Race Preference Ban Frustrates Lame Duck
Michigan’s governor and legislative leaders spent enormous energy these past few days in lame duck session trying hammer out a road funding proposal. When they coalesced around a proposed 17% increase in the state’s sales tax as the solution, these leaders faced the challenge of getting a two-thirds vote of the House and Senate to place the measure on an upcoming ballot. Because several Republican members opposed the tax hike, Democrats would have to almost unanimously vote ‘yes’ on the measure - and the Democrats understood their leverage.
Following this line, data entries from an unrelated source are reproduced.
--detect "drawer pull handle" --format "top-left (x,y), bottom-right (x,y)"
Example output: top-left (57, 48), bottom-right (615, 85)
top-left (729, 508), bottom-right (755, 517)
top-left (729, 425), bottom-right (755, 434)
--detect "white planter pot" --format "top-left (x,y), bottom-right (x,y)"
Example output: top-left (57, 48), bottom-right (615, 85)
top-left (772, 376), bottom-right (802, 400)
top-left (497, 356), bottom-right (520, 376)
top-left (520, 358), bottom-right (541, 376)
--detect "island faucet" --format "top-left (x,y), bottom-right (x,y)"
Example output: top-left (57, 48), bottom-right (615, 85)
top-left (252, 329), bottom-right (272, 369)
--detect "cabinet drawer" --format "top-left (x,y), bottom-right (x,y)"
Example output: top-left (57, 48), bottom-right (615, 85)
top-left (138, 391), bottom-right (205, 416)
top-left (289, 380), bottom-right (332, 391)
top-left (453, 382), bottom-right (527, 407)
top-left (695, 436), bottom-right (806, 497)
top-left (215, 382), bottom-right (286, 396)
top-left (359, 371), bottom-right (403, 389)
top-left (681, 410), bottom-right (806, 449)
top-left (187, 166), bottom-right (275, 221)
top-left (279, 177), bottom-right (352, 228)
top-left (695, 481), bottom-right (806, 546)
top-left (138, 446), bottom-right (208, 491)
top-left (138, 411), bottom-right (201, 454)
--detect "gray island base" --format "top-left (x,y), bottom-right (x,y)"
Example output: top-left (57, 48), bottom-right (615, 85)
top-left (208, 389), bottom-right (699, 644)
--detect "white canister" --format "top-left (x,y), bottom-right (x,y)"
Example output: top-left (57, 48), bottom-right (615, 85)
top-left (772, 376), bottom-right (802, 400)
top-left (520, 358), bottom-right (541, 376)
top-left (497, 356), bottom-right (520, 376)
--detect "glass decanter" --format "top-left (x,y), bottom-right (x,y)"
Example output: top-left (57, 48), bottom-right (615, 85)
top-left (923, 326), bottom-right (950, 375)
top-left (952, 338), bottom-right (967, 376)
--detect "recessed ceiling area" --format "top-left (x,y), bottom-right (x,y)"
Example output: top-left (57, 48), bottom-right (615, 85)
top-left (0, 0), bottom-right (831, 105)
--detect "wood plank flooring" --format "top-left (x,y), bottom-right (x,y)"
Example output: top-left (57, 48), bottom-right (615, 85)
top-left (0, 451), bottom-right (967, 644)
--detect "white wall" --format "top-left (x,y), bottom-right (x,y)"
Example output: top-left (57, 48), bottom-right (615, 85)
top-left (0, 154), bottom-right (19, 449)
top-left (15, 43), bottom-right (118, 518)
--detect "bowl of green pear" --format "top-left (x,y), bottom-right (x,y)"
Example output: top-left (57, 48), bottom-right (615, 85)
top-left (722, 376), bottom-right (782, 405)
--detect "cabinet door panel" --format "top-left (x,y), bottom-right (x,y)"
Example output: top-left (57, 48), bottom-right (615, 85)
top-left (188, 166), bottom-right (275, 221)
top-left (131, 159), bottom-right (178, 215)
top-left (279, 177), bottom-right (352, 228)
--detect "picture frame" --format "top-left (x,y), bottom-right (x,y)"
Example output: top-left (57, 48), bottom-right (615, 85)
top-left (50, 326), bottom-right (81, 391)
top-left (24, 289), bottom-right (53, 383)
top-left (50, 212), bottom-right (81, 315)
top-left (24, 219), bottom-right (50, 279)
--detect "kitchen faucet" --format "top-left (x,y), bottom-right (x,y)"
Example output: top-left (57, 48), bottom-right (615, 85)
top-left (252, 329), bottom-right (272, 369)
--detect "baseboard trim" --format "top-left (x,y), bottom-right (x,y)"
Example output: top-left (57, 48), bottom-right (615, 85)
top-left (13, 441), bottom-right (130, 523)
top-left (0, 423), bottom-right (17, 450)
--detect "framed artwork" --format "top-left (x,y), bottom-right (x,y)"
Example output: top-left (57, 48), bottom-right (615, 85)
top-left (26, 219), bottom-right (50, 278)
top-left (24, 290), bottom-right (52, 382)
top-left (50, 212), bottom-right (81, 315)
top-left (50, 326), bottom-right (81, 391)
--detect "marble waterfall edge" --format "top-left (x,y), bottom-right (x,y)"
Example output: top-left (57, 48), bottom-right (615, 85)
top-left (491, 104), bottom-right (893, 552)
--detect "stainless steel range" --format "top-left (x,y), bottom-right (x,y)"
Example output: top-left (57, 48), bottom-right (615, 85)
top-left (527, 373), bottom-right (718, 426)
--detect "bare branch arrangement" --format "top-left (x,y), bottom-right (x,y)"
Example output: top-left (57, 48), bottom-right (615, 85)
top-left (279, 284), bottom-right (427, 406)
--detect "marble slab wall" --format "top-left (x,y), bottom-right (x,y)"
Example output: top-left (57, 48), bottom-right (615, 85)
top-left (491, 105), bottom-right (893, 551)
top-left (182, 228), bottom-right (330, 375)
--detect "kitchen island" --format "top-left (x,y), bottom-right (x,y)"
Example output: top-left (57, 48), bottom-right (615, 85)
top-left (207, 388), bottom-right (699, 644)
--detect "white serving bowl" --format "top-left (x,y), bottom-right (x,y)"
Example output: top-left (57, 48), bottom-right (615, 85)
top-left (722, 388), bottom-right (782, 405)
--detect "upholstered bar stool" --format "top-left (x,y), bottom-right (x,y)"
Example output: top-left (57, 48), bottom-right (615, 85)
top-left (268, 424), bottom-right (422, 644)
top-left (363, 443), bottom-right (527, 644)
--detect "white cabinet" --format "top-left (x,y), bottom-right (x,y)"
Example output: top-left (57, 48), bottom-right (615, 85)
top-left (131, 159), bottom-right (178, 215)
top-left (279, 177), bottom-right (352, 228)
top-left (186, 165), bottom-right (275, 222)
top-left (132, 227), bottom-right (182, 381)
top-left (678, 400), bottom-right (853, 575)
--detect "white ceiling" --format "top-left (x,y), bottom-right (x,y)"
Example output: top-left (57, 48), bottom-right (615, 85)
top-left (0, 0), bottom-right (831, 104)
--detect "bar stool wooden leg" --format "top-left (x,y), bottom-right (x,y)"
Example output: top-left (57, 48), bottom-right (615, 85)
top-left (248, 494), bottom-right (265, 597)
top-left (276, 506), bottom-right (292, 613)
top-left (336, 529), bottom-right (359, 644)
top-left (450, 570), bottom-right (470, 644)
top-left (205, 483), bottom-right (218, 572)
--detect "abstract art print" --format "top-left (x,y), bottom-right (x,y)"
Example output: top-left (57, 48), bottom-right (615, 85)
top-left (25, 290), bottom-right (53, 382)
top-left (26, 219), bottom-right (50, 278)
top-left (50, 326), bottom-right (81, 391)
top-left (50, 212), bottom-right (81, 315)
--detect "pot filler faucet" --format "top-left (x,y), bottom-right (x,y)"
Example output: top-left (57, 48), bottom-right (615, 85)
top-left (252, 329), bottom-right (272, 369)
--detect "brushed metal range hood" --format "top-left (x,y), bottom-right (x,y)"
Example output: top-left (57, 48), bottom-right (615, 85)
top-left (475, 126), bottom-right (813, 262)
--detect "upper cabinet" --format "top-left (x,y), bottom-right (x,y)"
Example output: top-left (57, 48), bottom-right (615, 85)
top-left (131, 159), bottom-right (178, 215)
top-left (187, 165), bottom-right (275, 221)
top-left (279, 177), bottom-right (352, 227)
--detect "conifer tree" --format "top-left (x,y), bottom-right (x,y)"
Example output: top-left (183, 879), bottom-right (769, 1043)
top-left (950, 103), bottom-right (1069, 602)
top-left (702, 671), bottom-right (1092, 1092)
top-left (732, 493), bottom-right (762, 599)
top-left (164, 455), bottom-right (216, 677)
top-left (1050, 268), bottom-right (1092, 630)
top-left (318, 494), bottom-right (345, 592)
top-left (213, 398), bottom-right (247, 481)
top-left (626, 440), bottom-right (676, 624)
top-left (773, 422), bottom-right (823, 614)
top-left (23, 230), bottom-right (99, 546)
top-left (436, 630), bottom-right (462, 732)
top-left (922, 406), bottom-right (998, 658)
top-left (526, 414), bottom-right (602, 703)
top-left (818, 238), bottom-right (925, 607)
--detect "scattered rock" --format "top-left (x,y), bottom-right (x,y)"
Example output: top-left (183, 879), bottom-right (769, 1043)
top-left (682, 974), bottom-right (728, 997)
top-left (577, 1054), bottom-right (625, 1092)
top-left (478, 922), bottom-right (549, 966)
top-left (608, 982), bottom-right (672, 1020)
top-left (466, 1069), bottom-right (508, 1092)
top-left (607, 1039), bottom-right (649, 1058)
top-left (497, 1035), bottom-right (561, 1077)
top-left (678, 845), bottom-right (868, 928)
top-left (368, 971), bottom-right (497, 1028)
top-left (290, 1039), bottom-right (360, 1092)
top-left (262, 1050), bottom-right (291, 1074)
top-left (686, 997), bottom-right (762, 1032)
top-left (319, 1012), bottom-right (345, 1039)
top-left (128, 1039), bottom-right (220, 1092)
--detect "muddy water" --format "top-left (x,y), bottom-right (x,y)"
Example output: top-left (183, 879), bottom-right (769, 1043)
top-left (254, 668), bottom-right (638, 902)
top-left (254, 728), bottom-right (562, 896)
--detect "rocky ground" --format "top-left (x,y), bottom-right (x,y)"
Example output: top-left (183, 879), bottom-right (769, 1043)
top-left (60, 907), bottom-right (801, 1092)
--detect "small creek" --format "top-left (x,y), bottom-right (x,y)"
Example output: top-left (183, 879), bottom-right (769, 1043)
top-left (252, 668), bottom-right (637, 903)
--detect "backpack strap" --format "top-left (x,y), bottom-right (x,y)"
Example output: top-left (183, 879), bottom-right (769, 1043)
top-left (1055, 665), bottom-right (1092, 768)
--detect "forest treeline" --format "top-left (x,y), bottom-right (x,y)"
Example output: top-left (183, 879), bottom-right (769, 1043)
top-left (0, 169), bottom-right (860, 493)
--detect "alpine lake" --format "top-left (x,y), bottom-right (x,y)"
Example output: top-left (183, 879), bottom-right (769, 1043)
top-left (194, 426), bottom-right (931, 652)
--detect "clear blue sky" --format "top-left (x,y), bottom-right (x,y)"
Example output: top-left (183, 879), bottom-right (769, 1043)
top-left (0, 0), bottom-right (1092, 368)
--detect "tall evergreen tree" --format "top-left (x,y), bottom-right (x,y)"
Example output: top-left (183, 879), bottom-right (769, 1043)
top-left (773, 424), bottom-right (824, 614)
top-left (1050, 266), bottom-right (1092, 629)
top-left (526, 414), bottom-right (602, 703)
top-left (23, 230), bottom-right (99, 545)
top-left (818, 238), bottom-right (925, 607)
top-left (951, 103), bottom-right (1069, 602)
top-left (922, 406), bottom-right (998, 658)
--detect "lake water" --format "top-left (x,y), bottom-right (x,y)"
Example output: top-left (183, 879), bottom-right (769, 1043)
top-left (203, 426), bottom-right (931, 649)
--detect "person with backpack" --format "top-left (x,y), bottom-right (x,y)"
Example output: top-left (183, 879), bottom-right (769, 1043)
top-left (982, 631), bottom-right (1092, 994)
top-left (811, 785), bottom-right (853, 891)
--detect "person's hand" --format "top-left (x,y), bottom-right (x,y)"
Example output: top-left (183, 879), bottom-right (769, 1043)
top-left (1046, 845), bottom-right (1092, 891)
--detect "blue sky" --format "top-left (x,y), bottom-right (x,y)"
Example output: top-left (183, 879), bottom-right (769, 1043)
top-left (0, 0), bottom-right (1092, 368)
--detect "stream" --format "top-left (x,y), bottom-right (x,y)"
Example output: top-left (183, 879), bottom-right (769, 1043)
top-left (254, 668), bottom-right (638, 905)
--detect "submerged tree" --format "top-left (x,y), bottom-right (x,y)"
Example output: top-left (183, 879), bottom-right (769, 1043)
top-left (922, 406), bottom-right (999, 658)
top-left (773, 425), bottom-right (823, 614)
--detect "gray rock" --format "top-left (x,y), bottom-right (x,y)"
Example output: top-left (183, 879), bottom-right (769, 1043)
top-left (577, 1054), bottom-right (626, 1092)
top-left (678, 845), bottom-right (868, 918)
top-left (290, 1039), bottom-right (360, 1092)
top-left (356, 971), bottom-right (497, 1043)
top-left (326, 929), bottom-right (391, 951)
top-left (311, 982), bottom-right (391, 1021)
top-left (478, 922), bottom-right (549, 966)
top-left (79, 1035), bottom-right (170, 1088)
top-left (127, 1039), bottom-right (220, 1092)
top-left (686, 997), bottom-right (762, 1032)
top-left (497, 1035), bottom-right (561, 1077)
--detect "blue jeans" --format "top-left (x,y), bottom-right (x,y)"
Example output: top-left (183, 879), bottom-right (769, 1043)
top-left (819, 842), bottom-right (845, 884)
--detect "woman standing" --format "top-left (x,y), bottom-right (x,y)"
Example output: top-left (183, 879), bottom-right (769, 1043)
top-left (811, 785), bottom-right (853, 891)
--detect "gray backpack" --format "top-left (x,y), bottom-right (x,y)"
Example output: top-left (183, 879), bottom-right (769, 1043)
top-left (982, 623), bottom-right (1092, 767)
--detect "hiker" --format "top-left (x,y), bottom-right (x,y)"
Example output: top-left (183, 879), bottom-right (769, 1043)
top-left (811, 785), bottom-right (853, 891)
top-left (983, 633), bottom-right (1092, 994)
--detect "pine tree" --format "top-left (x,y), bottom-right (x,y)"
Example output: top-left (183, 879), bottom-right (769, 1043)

According to MIRS News, a respected political newsletter, Democrats were willing to vote for the tax if Republican Governor Snyder would issue an executive order mandating racial preferences for some bidders in the selection of road project contracts. According to MIRS, Gov. Snyder was considering approving this deal, despite his 2010 campaign promise that he would respect voters’ 2006 approved ban on race preferences in public contracting.
Thankfully, this voter-approved ban is in the Michigan State Constitution - a fact brought to the Governor’s attention by several principled legislators privy to the negotiations. The race preferences deal was scuttled.
The moral of this story is that campaign promises by politicians are not enough to secure your right to equal treatment under law by your government, without regard to your ethnicity or gender. The legislative process is too convoluted and the demand for special treatment too politically profitable. Citizens must be vigilant in protecting their right to true equality through lawsuits, public education and awareness, and - if possible - with strong legal authority. It was the citizens of Michigan’s willingness to place a ban on race and gender preferences in their constitution in 2006 that saved them from racial contracting policies.